Lava Tree State Park
Get ready for more exciting lava-filled adventures as your group now spends some time exploring Lava Tree State Park. This public park is located just 2.7 miles southeast of Pahoa in southern Puna District. The heavily forested area here preserves the stunning lava molds of tree trunks formed in 1790 when a lava flow swept abruptly through the area. The lava, at a liquid state of 2000 degrees Fahrenheit, buried the Chia trees at points 11 feet deep in molten mess. The molten lava mixed with the cool wet trees instantly made molds, so intricate that the imprint of the bark can still be seen today in different places. Soon after a fissure opened, the lava drained, and the molds stayed, providing excellent black stumps today with tiny green plants growing all over them.

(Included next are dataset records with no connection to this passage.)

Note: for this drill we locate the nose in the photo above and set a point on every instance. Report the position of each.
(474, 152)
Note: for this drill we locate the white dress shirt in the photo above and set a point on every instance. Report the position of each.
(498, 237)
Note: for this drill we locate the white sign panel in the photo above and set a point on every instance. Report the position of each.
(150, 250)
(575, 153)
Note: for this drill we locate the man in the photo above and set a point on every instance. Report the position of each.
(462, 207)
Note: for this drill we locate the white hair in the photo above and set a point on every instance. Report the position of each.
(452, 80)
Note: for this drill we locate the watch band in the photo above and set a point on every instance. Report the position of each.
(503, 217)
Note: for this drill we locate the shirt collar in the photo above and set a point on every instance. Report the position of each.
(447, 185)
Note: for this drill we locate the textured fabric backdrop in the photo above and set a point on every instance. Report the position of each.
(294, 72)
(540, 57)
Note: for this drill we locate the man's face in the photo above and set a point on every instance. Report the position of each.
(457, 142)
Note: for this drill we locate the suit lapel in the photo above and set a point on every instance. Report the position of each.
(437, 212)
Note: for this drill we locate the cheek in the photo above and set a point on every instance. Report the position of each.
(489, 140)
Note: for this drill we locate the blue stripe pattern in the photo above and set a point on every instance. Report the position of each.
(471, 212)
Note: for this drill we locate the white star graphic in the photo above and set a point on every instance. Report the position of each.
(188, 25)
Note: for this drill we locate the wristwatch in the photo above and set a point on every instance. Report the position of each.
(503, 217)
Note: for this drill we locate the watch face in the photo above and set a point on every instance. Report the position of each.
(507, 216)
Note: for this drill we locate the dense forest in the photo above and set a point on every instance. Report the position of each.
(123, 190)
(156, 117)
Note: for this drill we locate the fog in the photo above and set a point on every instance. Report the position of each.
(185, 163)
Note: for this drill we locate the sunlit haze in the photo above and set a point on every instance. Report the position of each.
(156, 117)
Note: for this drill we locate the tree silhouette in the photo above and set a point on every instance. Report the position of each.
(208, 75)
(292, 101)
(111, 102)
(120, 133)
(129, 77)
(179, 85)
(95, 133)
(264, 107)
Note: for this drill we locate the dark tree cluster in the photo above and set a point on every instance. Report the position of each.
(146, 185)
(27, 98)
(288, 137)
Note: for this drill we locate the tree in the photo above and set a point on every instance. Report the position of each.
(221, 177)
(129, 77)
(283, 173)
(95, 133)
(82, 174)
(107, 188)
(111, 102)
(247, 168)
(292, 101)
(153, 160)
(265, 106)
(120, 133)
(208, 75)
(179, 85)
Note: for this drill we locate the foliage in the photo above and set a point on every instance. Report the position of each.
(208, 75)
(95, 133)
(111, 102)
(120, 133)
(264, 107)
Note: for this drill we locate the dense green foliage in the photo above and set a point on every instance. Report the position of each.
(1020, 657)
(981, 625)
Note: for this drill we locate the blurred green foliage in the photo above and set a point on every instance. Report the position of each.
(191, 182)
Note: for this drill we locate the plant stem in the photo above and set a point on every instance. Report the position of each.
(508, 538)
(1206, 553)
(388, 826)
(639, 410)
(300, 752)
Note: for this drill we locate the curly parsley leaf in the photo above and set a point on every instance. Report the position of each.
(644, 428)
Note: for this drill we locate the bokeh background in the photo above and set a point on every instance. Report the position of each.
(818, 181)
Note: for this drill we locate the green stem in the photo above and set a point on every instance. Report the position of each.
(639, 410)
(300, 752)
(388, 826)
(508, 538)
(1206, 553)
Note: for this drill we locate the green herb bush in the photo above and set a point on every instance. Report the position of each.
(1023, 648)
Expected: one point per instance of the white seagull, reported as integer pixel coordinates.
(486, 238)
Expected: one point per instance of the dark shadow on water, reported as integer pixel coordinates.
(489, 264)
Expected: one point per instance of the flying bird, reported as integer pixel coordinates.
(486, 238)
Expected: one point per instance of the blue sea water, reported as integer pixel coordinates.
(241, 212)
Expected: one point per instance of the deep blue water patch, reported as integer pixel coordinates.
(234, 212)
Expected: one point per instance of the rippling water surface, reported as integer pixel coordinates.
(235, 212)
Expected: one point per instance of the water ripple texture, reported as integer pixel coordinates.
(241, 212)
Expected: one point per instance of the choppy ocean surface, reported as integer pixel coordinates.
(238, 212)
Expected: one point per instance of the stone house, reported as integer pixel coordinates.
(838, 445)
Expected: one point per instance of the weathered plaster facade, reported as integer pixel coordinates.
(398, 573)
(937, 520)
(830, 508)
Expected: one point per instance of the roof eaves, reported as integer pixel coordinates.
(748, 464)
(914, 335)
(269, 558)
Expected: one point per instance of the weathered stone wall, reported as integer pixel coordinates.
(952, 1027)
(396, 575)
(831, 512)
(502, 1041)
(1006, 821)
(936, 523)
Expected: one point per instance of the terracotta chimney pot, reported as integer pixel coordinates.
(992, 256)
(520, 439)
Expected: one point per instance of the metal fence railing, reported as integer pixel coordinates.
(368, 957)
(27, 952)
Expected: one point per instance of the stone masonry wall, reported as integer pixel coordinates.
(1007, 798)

While here your group will also get to explore the total 17.1 acres of native Hawaiian plants, trees, and wildlife. There is an easily accessible paved trail around the park that typically takes about half an hour to an hour to hike. You will see so much greenery here, vining plants and trees making a magnificent tunnel of orchids, bamboo, and lava tree molds. Check out all the various tropical wildlife on your adventure, many rare tropical birds to be seen among the trees. Be sure to wear good hiking/walking shoes, bring rain gear just in case, wear sunscreen, and bring a camera to capture all the native Hawaiian beauty and lava mold phenomena!